Exercise 9.8-Additional Problems - Chapter 9 Applications of Integration 12th Maths Guide Samacheer Kalvi Solutions - SaraNextGen [2024-2025]

Updated By SaraNextGen

On April 24, 2024, 11:35 AM

Additional Problems
Question 1.
Find the area of the region enclosed by $y^2=x$ and $y=x-2$.
Solution:
The points of intersection of the parabola $y^2=x$ and the line $y=x-2$ are $(1,-1)$ and $(4,2)$

To compute the region [shown in figure] by integrating with respect to $\mathrm{x}$, we would have to split the region into two parts, because the equation of the lower boundary changes at $x=1$. However if we integrate with respect toy no splitting is necessary.
$
\begin{aligned}
\text { Required area } & =\int_{-1}^2(f(y)-g(y) d y \\
& =\int_{-1}^2\left[(y+2)-y^2\right] d y=\left(\frac{y^2}{2}+2 y-\frac{y^3}{3}\right)_{-1}^2 \\
& =\left(\frac{4}{2}-\frac{1}{2}\right)+(4+2)-\left(\frac{8}{3}+\frac{1}{3}\right) \\
& =\frac{3}{2}+6-\frac{9}{3}=\frac{9}{2} \text { sq.units. }
\end{aligned}
$

Question 2.
Find the area bounded by the curve $y=x^3$ and the line $y=x$.

Solution:
The line $y=x$ lies above the curve $y=x^3$ in the first quadrant and $y=x^3$ lies above the line $y=x$ in the third quadrant.
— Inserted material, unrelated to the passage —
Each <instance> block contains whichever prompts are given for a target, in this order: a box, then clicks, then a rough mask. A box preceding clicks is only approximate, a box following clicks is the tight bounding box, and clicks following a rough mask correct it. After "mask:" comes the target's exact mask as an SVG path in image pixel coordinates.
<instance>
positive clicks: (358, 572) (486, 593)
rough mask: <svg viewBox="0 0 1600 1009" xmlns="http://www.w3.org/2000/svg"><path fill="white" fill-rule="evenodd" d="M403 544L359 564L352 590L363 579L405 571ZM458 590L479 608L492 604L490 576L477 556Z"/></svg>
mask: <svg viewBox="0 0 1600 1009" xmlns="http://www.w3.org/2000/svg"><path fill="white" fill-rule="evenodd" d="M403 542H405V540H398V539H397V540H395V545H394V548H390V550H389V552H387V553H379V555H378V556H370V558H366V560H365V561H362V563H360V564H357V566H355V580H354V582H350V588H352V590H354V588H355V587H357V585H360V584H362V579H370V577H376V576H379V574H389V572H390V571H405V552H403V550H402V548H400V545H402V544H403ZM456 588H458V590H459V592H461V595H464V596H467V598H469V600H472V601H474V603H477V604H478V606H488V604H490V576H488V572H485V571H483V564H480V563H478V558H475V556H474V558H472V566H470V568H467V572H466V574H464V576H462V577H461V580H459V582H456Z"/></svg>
To get the points of intersection, solve the curves $y=x^3, y=x \Rightarrow x^3=x$. We get $x=\{0, \pm$ $1\}$

$\begin{aligned}
\text { The required area } & =\mathrm{A}_1+\mathrm{A}_2=\int_{-1}^0[g(x)-f(x)] d x+\int_0^1[f(x)-g(x)] d x \\
& =\int_{-1}^0\left(x^3-x\right) d x+\int_0^1\left(x-x^3\right) d x \\
& =\left[\frac{x^4}{4}-\frac{x^2}{2}\right]_{-1}^0+\left[\frac{x^2}{2}-\frac{x^4}{4}\right]_0^1 \\
& =\left(0-\frac{1}{4}\right)-\left(0-\frac{1}{2}\right)+\left(\frac{1}{2}-0\right)-\left(\frac{1}{4}-0\right) \\
& =-\frac{1}{4}+\frac{1}{2}+\frac{1}{2}-\frac{1}{4}=\frac{1}{2} \text { sq. units. }
\end{aligned}$

Question 3.
Find the area of the loop of the curve $3 a y^2=x(x-a)^2$.
Solution:
Put $\mathrm{y}=0$; we get $\mathrm{x}=0$, a
It meets the $\mathrm{x}$ - axis at $\mathrm{x}=0$ and $\mathrm{x}=\mathrm{a}$
$\therefore$ Here a loop is formed between the points $(0,0)$ and $(\mathrm{a}, 0)$ about $\mathrm{x}$-axis. Since the curve is symmetrical about $\mathrm{x}$-axis, the area of the loop is twice the area of the portion above the $\mathrm{x}$-axis.

$
\begin{aligned}
\text { Required area } & =2 \int_0^a y d x \\
& =-2 \int_0^a \frac{\sqrt{x}(x-a)}{\sqrt{3 a}} d x=-\frac{2}{\sqrt{3 a}} \int_0^a\left[x^{3 / 2}-a \sqrt{x}\right] d x \\
& =-\frac{2}{\sqrt{3 a}}\left[\frac{2}{5} x^{5 / 2}-\frac{2 a}{3} x^{3 / 2}\right]_0^a=\frac{8 a^2}{15 \sqrt{3}}=\frac{8 \sqrt{3} a^2}{45} \\
\text { Required area } & =\frac{8 \sqrt{3} a^2}{45} \text { sq. units. }
\end{aligned}
$

Question 4.
Find the area between the line $y=x+1$ and the curve $y=x^2-1$
Solution:
To get the points of intersection of the curves we should solve the equations $y=x+1$ and $y=x^2-1$.
we get, $\mathrm{x}^2-1=\mathrm{x}+1$

$
x^2-x-2=0 \Rightarrow(x-2)(x+1)=0
$
$
\mathrm{x}=-1 \text { or } \mathrm{x}=2
$
$\therefore$ The line intersects the curve at $\mathrm{x}=-1$ and $\mathrm{x}=2$.
$
\begin{aligned}
\text { Required area } & =\int_a^b\left[\begin{array}{c}
f(x)-g(x) \\
\text { above below }
\end{array}\right] d x \\
& =\int_{-1}^2\left[(x+1)-\left(x^2-1\right)\right] d x \\
& =\int_{-1}^2\left[2+x-x^2\right] d x=\left[2 x+\frac{x^2}{2}-\frac{x^3}{3}\right]_{-1}^2 \\
& =\left[4+2-\frac{8}{3}\right]-\left[-2+\frac{1}{2}+\frac{1}{3}\right]=\frac{9}{2} \text { sq. units. }
\end{aligned}
$